Hi,
We’re having a strange problem with slaves not starting up properly on our renderfarm. The machines are being powered on through IPMI fine but then they don’t actually start the slaves up. The remote commands keep getting sent but the slave doesn’t start, you can even log on and try and start the slave manually and it won’t do anything. I have to then restart the machines and this seems to fix the problem. We’re running 8.05.01, any thoughts on what might be causing this?
Thanks
Nick
Are you running as a service? We’re noticing that none of our upgrades to 8.05 are working unless we restart the machine.
No, we’ve never really liked the way it work as a service. The artists just don’t seem to be able to understand that they have to check if it’s still running…
We’ve been having this problem since we updated to 8, it seems that sometimes the launcher doesn’t startup and sometimes it does but no matter what you try the slave won’t start until we restart or even reinstall.
Hello,
Can you send over a deadlineslave and deadlinelauncher log files from one of the machines that the slave is not starting up, as I want to take a look and see if there are any errors showing why the launcher is starting, but not the slave when the machine powers on. Thanks!
Hi Dwight,
I’ve been waiting for this to reoccur and it has so I’ve attached the launcher log file. There is no corresponding Slave file as it just doesn’t seemed to have started at all. I’ve left the machine in this state if you need me to try and get any more information from it.
Thanks
Nick
launcher_log_2016_07_26.txt (214 KB)
This is… quite a log file. It had both nothing and a lot all at once. Are there any other log files in that directory? Can you advise the Deadline version you are running on both the slave and the repo? I see the launcher is not running as a service, but it’s clear something is looping here.
Hi Dwight,
Yep, seems to just be looping through. I’ve attached the rest of the logs, I’ve had another look through and it looks like it’s after we applied the lastest update (we should be on 8.05.01). I guess the update is just breaking the slaves? We don’t tend to run as a service because, the artists don’t like it on there machines and we find it easier to debug with it all running the same.
Nick
logs.zip (4.26 MB)
Hello,
Can I have you reinstall the client applications on there, as it looks like the binaries have become corrupted on the machine. Is this happening on all your render nodes?

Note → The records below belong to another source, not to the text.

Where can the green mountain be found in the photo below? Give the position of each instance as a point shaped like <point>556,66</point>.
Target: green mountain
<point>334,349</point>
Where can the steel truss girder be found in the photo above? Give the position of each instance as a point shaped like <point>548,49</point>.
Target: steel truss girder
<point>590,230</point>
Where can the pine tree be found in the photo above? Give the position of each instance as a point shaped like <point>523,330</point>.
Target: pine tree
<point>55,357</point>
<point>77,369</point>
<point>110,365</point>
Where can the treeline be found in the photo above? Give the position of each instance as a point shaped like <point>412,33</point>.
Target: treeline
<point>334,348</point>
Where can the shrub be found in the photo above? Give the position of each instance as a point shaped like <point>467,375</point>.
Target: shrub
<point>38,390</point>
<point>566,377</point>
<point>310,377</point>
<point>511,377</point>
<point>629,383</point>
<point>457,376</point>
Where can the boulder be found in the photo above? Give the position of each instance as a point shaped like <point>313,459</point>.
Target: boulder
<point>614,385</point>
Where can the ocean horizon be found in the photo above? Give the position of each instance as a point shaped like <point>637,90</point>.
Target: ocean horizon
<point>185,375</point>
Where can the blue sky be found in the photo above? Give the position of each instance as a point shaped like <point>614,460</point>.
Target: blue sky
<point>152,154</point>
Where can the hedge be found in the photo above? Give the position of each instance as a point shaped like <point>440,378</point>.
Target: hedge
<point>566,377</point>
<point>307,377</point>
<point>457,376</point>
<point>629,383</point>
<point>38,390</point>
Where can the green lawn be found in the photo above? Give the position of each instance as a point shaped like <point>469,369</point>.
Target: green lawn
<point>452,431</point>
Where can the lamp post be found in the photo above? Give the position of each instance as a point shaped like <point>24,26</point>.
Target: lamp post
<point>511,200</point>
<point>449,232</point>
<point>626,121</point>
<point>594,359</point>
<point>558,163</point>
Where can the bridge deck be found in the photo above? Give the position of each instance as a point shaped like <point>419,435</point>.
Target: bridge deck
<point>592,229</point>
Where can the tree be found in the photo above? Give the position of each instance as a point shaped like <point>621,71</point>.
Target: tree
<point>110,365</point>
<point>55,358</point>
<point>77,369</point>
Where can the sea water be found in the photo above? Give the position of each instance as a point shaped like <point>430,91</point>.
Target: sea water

We reinstalled and it resolved the problem. But yeah it seems to be happening to a few of the machines each time we do an auto update. Is there anyway the launcher can pick this behavior up so it doesn’t just keep repeating the same error?
Nick
Hello,
So the issue here is actually that the machine at 192.168.0.201, likely your pulse machine, is sending the slave start signal, and then 2 minutes later it checks to see if any slaves need to start up, and seeing this slave is not running, sends the signal again. What I would like to do here, next time this happens, is try to run the slave from the command line using the following command
deadlineslave --console
This should tell us what is happening when the slave starts, and give us a better idea of the problem.
Yep, that’s the pulse machine. I’ll keep my eye for the next one but I’m guessing it won’t happen until the next install.
Nick